Risk management within financial constraints – a mini course

Actually a femto course would be more accurate. My last post was a critique. This post outlines what I would do for risk management for a clinical laboratory to protect against patient harm.

  1. Excluding phlebotomy, there are only two top level errors a laboratory can make that cause patient harm: provide an incorrect result to a clinician, or no result. (Thanks to Don Powers, where I first saw this).
  2. For incorrect results, although the severity of harm depends on several factors, the most severe harm should be used in classification.
  3. There are two types of errors and risk management tools:
    1. (potential )errors that have never occurred  – metric; probability of occurrence; risk management tool: FMEA
    2. errors that have occurred – metric; rate of occurrence; risk management tool: FRACAS

  4. Risk management attempts to answer 4 questions:
    1. what can go wrong (FMEA) or what did go wrong (FRACAS)
    2. how serious
    3. how likely
    4. what to do about it.

  5. To answer 4.1, what can go wrong requires a process map, not just of the assay but all sub processes. For example hiring and training policies could be potential causes of laboratory error.
  6. The potential failures of each process step are enumerated. These process steps may be:
    1. Basic process steps (centrifuge a sample)
    2. Detection steps (examine a sample for hemolysis)
    3. Recovery steps (prevent a hemolyzed sample from being analyzed)

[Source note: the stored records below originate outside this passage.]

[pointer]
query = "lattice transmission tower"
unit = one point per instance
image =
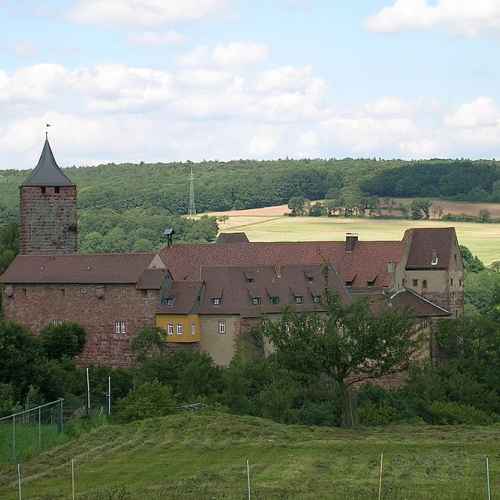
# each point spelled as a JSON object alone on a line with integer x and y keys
{"x": 192, "y": 203}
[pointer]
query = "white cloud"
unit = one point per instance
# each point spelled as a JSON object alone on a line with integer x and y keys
{"x": 143, "y": 12}
{"x": 154, "y": 39}
{"x": 122, "y": 113}
{"x": 226, "y": 55}
{"x": 482, "y": 112}
{"x": 464, "y": 17}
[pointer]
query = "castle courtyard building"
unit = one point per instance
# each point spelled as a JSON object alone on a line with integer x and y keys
{"x": 207, "y": 296}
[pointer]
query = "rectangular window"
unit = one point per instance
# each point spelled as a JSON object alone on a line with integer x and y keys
{"x": 222, "y": 327}
{"x": 120, "y": 327}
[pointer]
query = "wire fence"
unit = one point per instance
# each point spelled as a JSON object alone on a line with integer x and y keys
{"x": 27, "y": 432}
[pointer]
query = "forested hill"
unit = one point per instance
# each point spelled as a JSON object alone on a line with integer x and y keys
{"x": 134, "y": 201}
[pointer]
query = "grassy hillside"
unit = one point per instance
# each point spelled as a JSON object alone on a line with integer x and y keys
{"x": 482, "y": 239}
{"x": 204, "y": 456}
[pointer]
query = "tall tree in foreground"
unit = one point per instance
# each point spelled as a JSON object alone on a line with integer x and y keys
{"x": 348, "y": 345}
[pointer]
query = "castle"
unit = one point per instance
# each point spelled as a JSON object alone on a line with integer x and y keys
{"x": 206, "y": 296}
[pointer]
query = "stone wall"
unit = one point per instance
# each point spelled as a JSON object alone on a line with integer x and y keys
{"x": 96, "y": 308}
{"x": 49, "y": 220}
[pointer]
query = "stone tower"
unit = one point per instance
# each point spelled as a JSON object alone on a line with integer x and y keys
{"x": 49, "y": 224}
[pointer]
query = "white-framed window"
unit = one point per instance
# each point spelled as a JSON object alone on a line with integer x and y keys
{"x": 120, "y": 327}
{"x": 222, "y": 327}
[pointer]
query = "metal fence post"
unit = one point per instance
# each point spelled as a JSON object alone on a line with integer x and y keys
{"x": 380, "y": 476}
{"x": 488, "y": 485}
{"x": 20, "y": 491}
{"x": 248, "y": 481}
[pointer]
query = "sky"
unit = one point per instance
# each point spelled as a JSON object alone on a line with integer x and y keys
{"x": 165, "y": 80}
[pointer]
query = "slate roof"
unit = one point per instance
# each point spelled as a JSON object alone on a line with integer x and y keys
{"x": 185, "y": 295}
{"x": 236, "y": 287}
{"x": 77, "y": 269}
{"x": 366, "y": 263}
{"x": 425, "y": 244}
{"x": 417, "y": 304}
{"x": 47, "y": 172}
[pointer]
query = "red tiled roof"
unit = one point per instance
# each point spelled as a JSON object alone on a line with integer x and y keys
{"x": 77, "y": 269}
{"x": 185, "y": 295}
{"x": 425, "y": 244}
{"x": 369, "y": 258}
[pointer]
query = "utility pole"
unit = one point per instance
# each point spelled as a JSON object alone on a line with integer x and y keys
{"x": 192, "y": 204}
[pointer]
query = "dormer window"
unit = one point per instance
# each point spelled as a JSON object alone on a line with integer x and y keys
{"x": 435, "y": 258}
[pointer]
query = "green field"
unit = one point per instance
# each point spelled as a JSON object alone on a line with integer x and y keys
{"x": 29, "y": 440}
{"x": 482, "y": 239}
{"x": 204, "y": 457}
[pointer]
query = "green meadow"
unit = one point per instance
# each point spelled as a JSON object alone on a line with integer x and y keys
{"x": 482, "y": 239}
{"x": 203, "y": 456}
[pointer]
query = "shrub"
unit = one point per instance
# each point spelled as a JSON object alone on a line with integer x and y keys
{"x": 151, "y": 399}
{"x": 191, "y": 374}
{"x": 147, "y": 343}
{"x": 449, "y": 413}
{"x": 60, "y": 341}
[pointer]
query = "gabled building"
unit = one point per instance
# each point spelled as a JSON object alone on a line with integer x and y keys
{"x": 205, "y": 296}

  7. Numbers #1 and #2 are used to classify the severity of the effect of an error (4.2).
  8. To answer 4.3:
    1. The probability of occurrence is estimated for errors that have never occurred. This is done using judgment on a qualitative scale (e.g., 1-5)
    2. The frequency of occurrence is used for errors that have occurred.
    3. The two scales must be related (e.g., an actual error rate must be higher than the probability of an error that has never occurred).

  9. To answer 4.4, one prepares a Pareto by multiplying occurrence times severity and implements mitigations for the top items until:
    1. Rates for errors which cause serious harm are zero (FRACAS)
    2. Probability of occurrence for errors which cause serious harm is lower than some designated amount (FMEA)
    3. One runs out of funds allotted for this purpose.

The risk management described above is a combination of FMEA and FRACAS.